Quando nella sua casa di vacanza in Giamaica, Ian Fleming si mise alla ricerca della spy story definitiva, tra le pagine che era solito scrivere nella penombra, al ritmo di duemila parole al giorno, fece la conoscenza di James Bond, il suo alter ego letterario.
Così, nel 1953, la spia britannica mosse i suoi primi passi nella palude della Guerra Fredda, ambiente che l’autore inglese sfruttò con abilità, facendo giocare Bond a tutto campo, tanto da renderlo un unicum nel panorama della letteratura spionistica.
Nell’immaginario collettivo, 007 è una spia elegante, che vive alla grande e compie imprese impossibili, utilizzando gli ultimi ritrovati della tecnologia, tuttavia, prima di essere una stella hollywoodiana e il testimonial miliardario di decine di brand prestigiosi come Aston Martin e Tom Ford, James Bond è anzitutto il personaggio centrale del ciclo di romanzi di Ian Fleming.

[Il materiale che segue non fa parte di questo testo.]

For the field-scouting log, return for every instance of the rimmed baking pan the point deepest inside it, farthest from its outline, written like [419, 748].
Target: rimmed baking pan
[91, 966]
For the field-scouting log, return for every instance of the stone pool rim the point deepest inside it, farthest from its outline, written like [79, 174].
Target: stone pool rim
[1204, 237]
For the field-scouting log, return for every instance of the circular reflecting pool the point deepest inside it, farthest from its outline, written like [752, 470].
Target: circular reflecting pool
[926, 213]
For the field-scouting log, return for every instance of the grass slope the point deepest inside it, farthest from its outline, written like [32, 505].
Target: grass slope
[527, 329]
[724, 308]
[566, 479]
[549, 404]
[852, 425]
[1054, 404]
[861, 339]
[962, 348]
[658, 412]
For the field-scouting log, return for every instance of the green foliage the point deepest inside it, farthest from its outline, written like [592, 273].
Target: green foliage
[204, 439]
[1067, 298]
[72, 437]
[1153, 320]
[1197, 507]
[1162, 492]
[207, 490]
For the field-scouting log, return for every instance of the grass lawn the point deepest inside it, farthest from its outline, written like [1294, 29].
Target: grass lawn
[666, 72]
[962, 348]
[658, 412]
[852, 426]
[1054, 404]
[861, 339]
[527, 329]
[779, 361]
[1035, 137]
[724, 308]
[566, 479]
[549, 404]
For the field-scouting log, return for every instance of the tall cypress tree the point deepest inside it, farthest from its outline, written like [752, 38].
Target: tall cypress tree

Tanto immaginario da sembrare talmente reale che, a sessantacinque anni dall’esordio, il suo mito non accenna a tramontare. Infatti è appena uscito il romanzo Forever and a day, prequel di Casinò Royale, scritto da Anthony Horowitz e i fan di tutto il mondo sono in attesa di rivedere Bond, nel venticinquesimo film della saga, la cui uscita è prevista per l’anno prossimo.
Stiamo vivendo un periodo non facile, in cui sembra di assistere a una sorta di rigurgito di Guerra Fredda. Per chi legge le cronache, lo scontro si esplicita nel togliere dallo scacchiere pezzi di diplomazia. Consoli e ambasciatori sono la linea di salvaguardia degli equilibri internazionali e quando la politica sceglie di rimuovere tale baluardo, lo fa per evocare i fantasmi di un passato non troppo remoto.
Un passato, tra l’altro, sempre più in voga nella fiction. Recentemente, il regista Pawel Pawlikowski ha presentato a Cannes il film Cold War e in tivù assistiamo al grande successo della serie The Americans.
Possiamo anche considerare la Guerra Fredda come il simbolo per eccellenza della doppia rappresentazione della realtà. Due blocchi contrapposti che pongono in evidenza la propria verità, celando le altre.
A centodieci anni dalla nascita del padre dell’agente segreto per antonomasia, il mio nuovo libro James Bond e l’eredità di Ian Fleming rispecchia tale schema. Se quello citato è il titolo ufficiale che anticipa le riflessioni sul mito di 007, il titolo nascosto Operazione Goldenmine è quello del romanzo inedito contenuto nel volume e ispirato da un’intelligenza artificiale che ha letto i romanzi di Fleming. Un racconto che ha come protagonista Jenson Barker, anch’egli agente segreto dell’MI6, amico e doppio di James Bond. Un libro nel libro, in cui nulla è ciò che sembra.
Il volume svela inoltre una terza verità, quella della suggestione visiva delle venti tavole originali Cyberpainting con cui ho illustrato la storia di Jenson Barker, rendendo a mio modo omaggio ai creatori dell’iconografia bodiana degli anni ’60.
Per chi si immergerà nella lettura di questa nuova e avvincente spy story, sarà facile ritrovare ogni elemento simbolico dell’universo fleminghiano, James Bond incluso.